The tenor was set immediately when quarterback Lamar Owens threw an interception on the first series for the fourth time this season. On the next possession, normally reliable receiver Jason Tomlinson dropped a third-down pass after Navy had driven into Rutgers territory, forcing a punt.

On the next series, a penalty for an illegal block pushed back the Midshipmen toward their own goal line after Owens had escaped from the shadow of the end zone with a 16-yard run. After a sack and a short Navy punt, the Scarlet Knights had great field position. Then, a lost fumble by Trey Hines gave Rutgers yet another golden opportunity.

For its three first-half touchdowns, Rutgers needed drives of just 30, 32 and 30 yards.

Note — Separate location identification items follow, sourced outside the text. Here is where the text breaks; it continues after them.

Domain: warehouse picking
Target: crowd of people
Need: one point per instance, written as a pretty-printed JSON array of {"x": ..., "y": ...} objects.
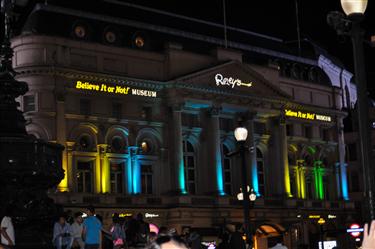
[{"x": 133, "y": 232}]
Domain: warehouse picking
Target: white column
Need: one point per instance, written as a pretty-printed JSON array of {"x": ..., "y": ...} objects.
[
  {"x": 215, "y": 145},
  {"x": 178, "y": 151}
]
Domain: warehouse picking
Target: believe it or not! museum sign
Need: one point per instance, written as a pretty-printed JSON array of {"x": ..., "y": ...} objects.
[
  {"x": 307, "y": 115},
  {"x": 114, "y": 89}
]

Johnson said the early interceptions "aren't going to be happening much more." Asked if that meant he were contemplating a quarterback change, he replied, "I haven't decided right now, but part of the job of the quarterback is not to lose the game."

After halftime, Navy generated two long touchdown drives, but each time on its next possession, Rutgers answered with points with the help of the two favorable replay rulings.

Navy thought it had stopped the first Knights advance when David Mahoney stripped the ball from Ray Rice and Jeremy McGown recovered at the Navy 13. The initial ruling was Navy ball, but a replay overturned it and Rutgers retained possession, settling for a field goal.

"I thought it was a fumble, but I didn't see a replay," Mahoney said. "Apparently, they saw it differently. It had a big impact on the game."

After Navy had closed to 24-21, Rutgers was apparently stopped again on a deflected interception by Jake Biles just short of the goal line, but an incompletion was ruled and upheld by replay. Rutgers went on to score the clinching touchdown.

"You can't pin anything on replay," Biles said. "You have to come back and make plays after that."

"You could point to a zillion plays," Johnson added. "You can't crutch on those [replays]. If we score first instead of throwing an interception. Their quarterback [Ryan Hart] was all over the place last year [in a 54-21 Navy win] and in this game he was 18-for-21. There are a ton of things that happened."

Navy is still in position to join Rutgers as bowl-eligibles with Tulane, Temple and Army left on the schedule. But inconsistency is not going to get the Midshipmen there.